Introduction#
The rapid growth of high-performance computing (HPC) and artificial intelligence (AI) has driven an equally rapid evolution in the software ecosystems that power these workloads. Users increasingly require an open, flexible, and high-performance GPU compute platform capable of scaling from exploratory prototyping to mission-critical production workloads. AMD’s ROCm open-source software platform emerged to meet these needs by enabling developers to fully harness the computational power of AMD Instinct™ GPUs, AMD Radeon™ GPUs, and supported Ryzen™ APUs, while maintaining compatibility with widely adopted industry frameworks.
Key drivers of ROCm#
Several major trends underpin the adoption and growth of ROCm:
Open ecosystem demand: Organizations—from academic institutions to large-scale HPC centers—value transparent, community-driven platforms. ROCm’s open-source foundation gives developers insight, flexibility, and long-term sustainability for their GPU computing stack.
HPC and AI convergence: Modern workloads increasingly blend simulation, data analytics, and machine learning. ROCm is designed to accelerate this convergence, offering a unified environment that supports scientific computing, deep learning, training and inference, large-scale simulations, and data-driven modeling.
Performance and efficiency: ROCm is optimized to extract maximum performance from AMD GPUs, enabling fine-grained optimizations across on-premise clusters and cloud deployments.
ROCm users include HPC researchers, AI practitioners, system integrators, cloud providers expanding GPU compute offerings, and developers building high-performance workloads on AMD hardware—from workstation users with desktop Radeon GPUs to large-scale supercomputing installations.
Key features of ROCm tools and the HIP runtime#
At the heart of the ROCm ecosystem is the HIP runtime and programming model, a C++ API introduced by AMD in 2016. HIP provides a familiar, NVIDIA CUDA-like interface for high-performance development on AMD GPUs. Its design balances performance with maintainability, allowing developers to write quality parallel code.
Key features of the ROCm tools and HIP runtime include:
Rich language interoperability: ROCm supports multiple programming languages and interfaces—including HIP, OpenMP, and OpenCL—offering flexibility for different application domains.
Optimized math, AI, and HPC libraries: The platform includes a robust set of tuned libraries for BLAS, FFT, sparse linear algebra, random number generation, graph analytics, and deep learning primitives.
Comprehensive development tools: ROCm provides profilers, debuggers, compilers, and analysis utilities that give developers control over performance tuning and hardware-aware optimization.
Scalable performance across AMD GPU families: Applications can seamlessly run on AMD Instinct accelerators for datacenters as well as Radeon GPUs for workstations and development environments.
Integration with industry frameworks: ROCm supports PyTorch, TensorFlow, JAX, and numerous HPC frameworks, allowing developers to adopt GPU acceleration without needing to rewrite entire codebases.
Together, HIP and the ROCm toolchain form a cohesive, high-performance environment for parallel programming, whether targeting deep learning pipelines or large-scale scientific simulation.
About AMD ROCm programming guide#
This guide serves as a comprehensive programming guide for developers working with HIP and the broader ROCm ecosystem.
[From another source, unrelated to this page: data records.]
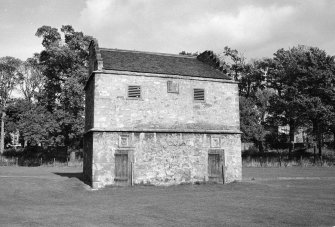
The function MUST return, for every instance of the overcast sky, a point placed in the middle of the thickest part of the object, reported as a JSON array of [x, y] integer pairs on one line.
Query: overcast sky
[[256, 28]]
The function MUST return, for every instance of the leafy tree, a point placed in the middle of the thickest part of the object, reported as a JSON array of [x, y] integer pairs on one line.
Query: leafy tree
[[189, 53], [303, 78], [253, 113], [64, 65], [10, 76], [33, 80]]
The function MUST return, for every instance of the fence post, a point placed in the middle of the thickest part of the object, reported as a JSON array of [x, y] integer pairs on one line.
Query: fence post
[[132, 174], [314, 153]]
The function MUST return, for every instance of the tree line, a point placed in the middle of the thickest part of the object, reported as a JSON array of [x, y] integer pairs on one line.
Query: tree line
[[295, 87], [51, 111]]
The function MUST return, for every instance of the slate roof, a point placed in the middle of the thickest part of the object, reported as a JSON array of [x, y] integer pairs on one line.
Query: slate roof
[[147, 62]]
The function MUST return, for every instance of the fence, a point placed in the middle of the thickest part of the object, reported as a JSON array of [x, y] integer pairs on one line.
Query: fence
[[4, 161]]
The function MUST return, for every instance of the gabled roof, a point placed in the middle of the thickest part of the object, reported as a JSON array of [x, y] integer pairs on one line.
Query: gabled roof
[[158, 63]]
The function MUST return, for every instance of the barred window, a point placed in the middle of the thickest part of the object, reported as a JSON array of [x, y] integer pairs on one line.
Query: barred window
[[172, 87], [199, 94], [134, 92]]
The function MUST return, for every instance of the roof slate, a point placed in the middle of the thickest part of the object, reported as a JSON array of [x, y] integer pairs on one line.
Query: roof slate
[[135, 61]]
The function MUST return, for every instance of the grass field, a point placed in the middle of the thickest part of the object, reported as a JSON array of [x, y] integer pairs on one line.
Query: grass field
[[43, 196]]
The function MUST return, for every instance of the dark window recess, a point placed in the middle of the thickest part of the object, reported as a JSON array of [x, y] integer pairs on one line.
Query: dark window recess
[[173, 87], [124, 141], [134, 92], [121, 167], [199, 94], [213, 166]]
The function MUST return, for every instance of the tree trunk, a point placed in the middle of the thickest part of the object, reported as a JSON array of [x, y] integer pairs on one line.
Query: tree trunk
[[2, 139], [291, 135], [260, 146]]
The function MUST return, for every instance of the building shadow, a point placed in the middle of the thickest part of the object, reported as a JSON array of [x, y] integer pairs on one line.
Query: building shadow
[[79, 176]]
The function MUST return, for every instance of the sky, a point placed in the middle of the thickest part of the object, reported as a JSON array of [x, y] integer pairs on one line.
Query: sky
[[256, 28]]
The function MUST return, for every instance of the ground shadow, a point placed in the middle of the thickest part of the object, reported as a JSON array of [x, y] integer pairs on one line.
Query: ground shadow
[[79, 176]]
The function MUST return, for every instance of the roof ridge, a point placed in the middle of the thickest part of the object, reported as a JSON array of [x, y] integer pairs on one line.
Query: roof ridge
[[148, 52]]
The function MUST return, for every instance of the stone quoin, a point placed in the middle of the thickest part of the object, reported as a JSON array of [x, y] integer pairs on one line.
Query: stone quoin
[[160, 119]]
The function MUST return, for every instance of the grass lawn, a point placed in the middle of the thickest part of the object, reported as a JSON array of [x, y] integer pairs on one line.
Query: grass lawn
[[42, 196]]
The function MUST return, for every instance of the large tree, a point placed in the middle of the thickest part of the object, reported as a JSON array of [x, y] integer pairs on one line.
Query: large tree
[[10, 77], [303, 78], [64, 66]]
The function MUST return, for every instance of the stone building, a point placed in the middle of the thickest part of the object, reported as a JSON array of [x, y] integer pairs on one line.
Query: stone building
[[160, 119]]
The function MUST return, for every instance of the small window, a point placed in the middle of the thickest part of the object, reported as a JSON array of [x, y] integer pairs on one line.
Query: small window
[[199, 94], [215, 142], [124, 140], [172, 87], [134, 92]]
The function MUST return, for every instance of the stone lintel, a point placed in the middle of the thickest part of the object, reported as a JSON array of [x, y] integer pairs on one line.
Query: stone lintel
[[197, 131]]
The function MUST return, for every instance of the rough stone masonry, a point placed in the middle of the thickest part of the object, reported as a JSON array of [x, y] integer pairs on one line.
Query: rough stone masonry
[[159, 119]]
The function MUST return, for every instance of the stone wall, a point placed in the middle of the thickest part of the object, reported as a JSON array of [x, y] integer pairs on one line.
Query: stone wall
[[88, 156], [89, 104], [158, 109], [165, 159]]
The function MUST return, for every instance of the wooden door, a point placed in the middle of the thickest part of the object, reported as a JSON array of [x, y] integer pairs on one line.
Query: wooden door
[[214, 170], [121, 168]]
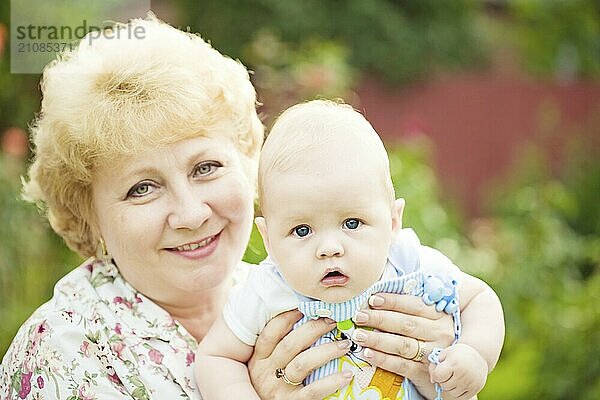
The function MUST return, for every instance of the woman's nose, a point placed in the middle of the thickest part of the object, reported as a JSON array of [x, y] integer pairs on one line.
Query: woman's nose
[[189, 210], [330, 247]]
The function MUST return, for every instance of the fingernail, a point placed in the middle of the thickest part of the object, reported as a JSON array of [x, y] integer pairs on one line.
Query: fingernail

It introduces HIP fundamentals, demonstrates best practices for GPU development, and provides practical examples that run on any AMD GPU supported by ROCm. While many examples reference AMD Instinct accelerators such as the MI100, the material remains portable and applicable across ROCm-supported hardware.
Importantly, this guide is derived from the official ROCm docs portal, reorganized for PDF export and offline usage. By consolidating and refining the online documentation into a unified volume, this guide provides developers with a clear, accessible, and convenient reference.
The chapters that follow introduce the principles of parallel programming on AMD GPUs, explore the features and ecosystem of HIP, and provide practical guidance for building efficient, portable, high-performance GPU applications.